Depending on your environment and peers, that perception can certainly be true. I’ve seen this belief run rampant outside of corporate environments as well, with creative professionals, suburban soccer parents, students, full-time volunteers and more aspiring to be perpetually busy, and therefore successful in their pursuits. Come on, haven’t you ever felt self-important and virtuous while complaining to others about having way too much to do?
However, locking your self-worth into the belief that you constantly must be “doing” – taking action to make something happen – can lead you into a whole heap of being stuck. Instead, we can all benefit from “being” more. By being, I refer to the state of just existing. While different, being and doing aren’t mortal enemies like Harry Potter and Voldemort. Having helpings of both on your plate can help unlock your full potential.

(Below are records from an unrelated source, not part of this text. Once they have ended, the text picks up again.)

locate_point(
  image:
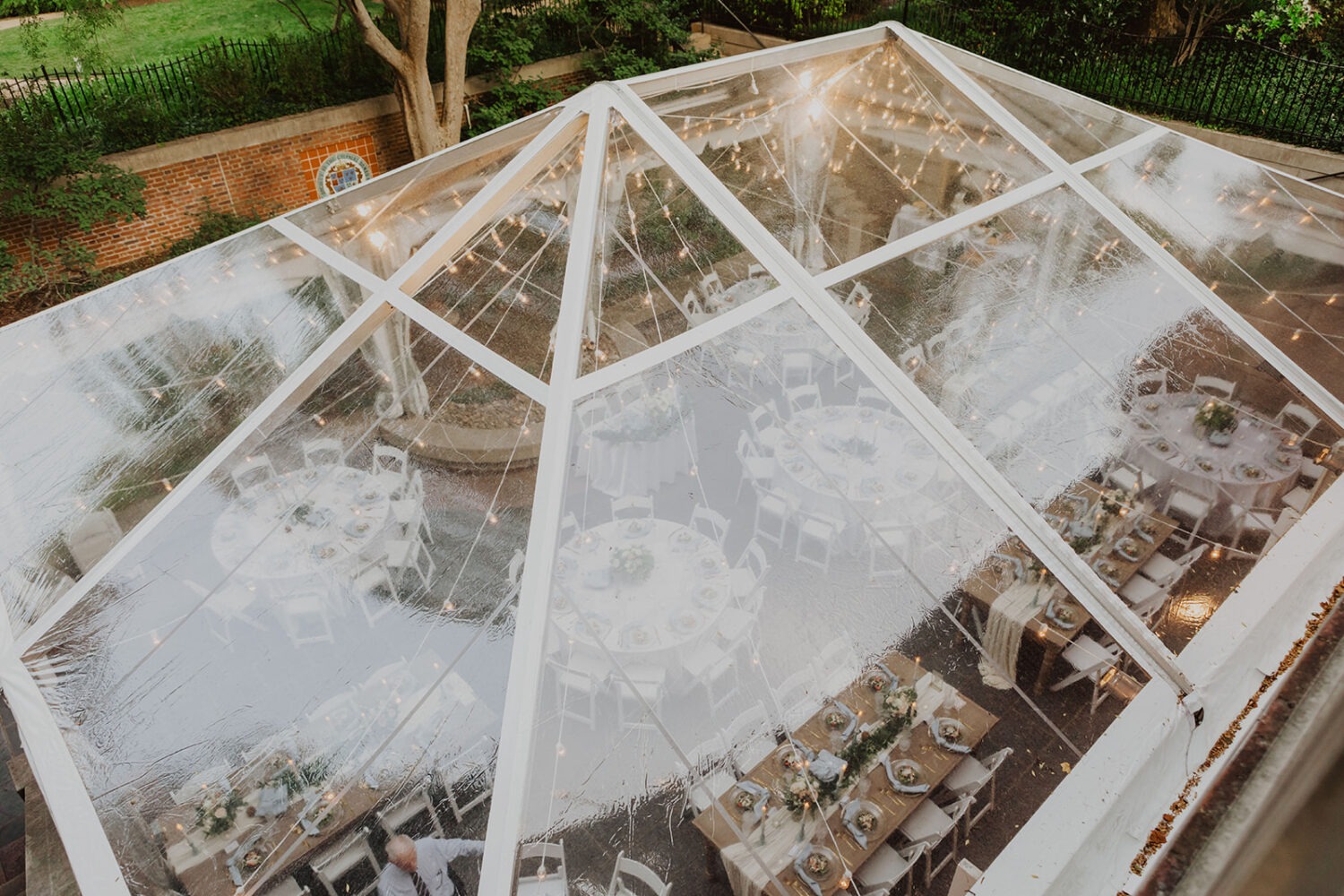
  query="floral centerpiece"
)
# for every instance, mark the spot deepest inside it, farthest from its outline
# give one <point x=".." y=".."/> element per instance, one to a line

Life, Leadership & Business Coach Kacey Cardin, PCC, recounts talking recently with an individual who was so focused in the doing of her projects that she became bogged down in perfectionism and self-doubt. When Cardin shifted their conversation into a being-based discussion about who this individual wanted to be and would be in life, it blew everything wide open. Her client was able to create approachable, practical steps that made attaining her goals much more accessible.
“Your being is something innate that you are just born with; it’s instantly accessible and always within you,” says Cardin. “Doing is a constantly moving target. It’s almost impossible to ever get to all the doing and experiences on your list.”

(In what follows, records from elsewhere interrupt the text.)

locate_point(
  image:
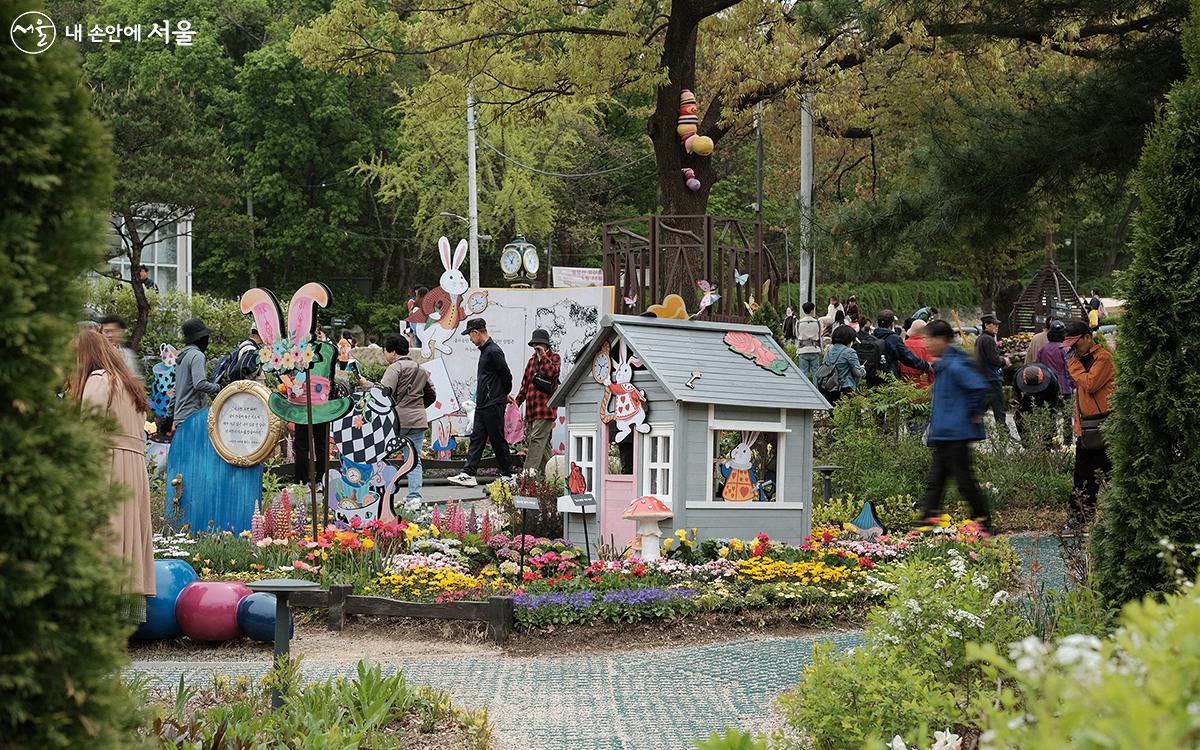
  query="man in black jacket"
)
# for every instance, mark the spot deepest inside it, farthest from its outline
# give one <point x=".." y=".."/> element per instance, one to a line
<point x="493" y="382"/>
<point x="894" y="351"/>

Living in a doing-based society can make it hard to access your ability to just be. Especially when you get rewarded and recognized for being busy. But the effort to tap into being is certainly worth it. Here are four ways to embrace being:
- Plan for it. Live and die by your calendar? Then leverage that practice by making time to connect in with your being. Start by allocating 10 minutes one day a week to stop doing and let yourself be still. Put a timer on it if needed; but chances are good you will start carving out time regularly for this energizing experience.

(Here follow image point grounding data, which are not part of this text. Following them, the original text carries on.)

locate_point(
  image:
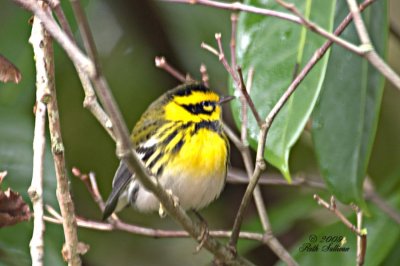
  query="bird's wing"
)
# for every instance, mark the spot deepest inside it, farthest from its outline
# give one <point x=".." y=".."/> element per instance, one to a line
<point x="121" y="180"/>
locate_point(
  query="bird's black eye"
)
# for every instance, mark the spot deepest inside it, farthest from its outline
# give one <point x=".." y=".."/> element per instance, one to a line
<point x="208" y="106"/>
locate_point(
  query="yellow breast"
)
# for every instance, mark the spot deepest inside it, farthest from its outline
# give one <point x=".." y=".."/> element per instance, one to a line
<point x="203" y="155"/>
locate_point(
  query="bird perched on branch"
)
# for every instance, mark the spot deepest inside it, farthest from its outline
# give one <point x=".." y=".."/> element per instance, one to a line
<point x="180" y="140"/>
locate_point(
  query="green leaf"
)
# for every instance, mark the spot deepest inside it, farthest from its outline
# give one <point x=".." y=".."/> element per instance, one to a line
<point x="378" y="247"/>
<point x="274" y="47"/>
<point x="346" y="116"/>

- Be intentional. Rather than doing without purpose, decide what your theme, focus or desired outcome will be for the day ahead. Decide who you want to be and how you’d like to experience that time. “When you are intentional about that every single day, it changes the lives of everybody around you,” adds Cardin. “Intentional practices allow you to transform your career, relationships and most importantly, your relationship with yourself. Having your relationship with yourself be being-based instead of doing-based is enlightenment.”
- Quiet your mind. Meditation and breathing exercises can be extremely effective in helping you disconnect from doing. There are numerous free apps and YouTube videos available to take you through the process in just a few minutes. As noted in our Pause chapter, make sure digital devices are disabled so chimes, reminders and notifications don’t cause a distraction. My husband used to row on a crew team and one of his favorite parts about being alone on the water during practice was the peace that came from living in the moment.
- Reinforce the positive. What did you get from the process of being? If it provided to be beneficial, record that somewhere in a notes file, journal, audio app or another forum. Creating this reminder of positive outcomes from being, especially as it relates to your day-to-day existence, creates evidence to your doing self about its value.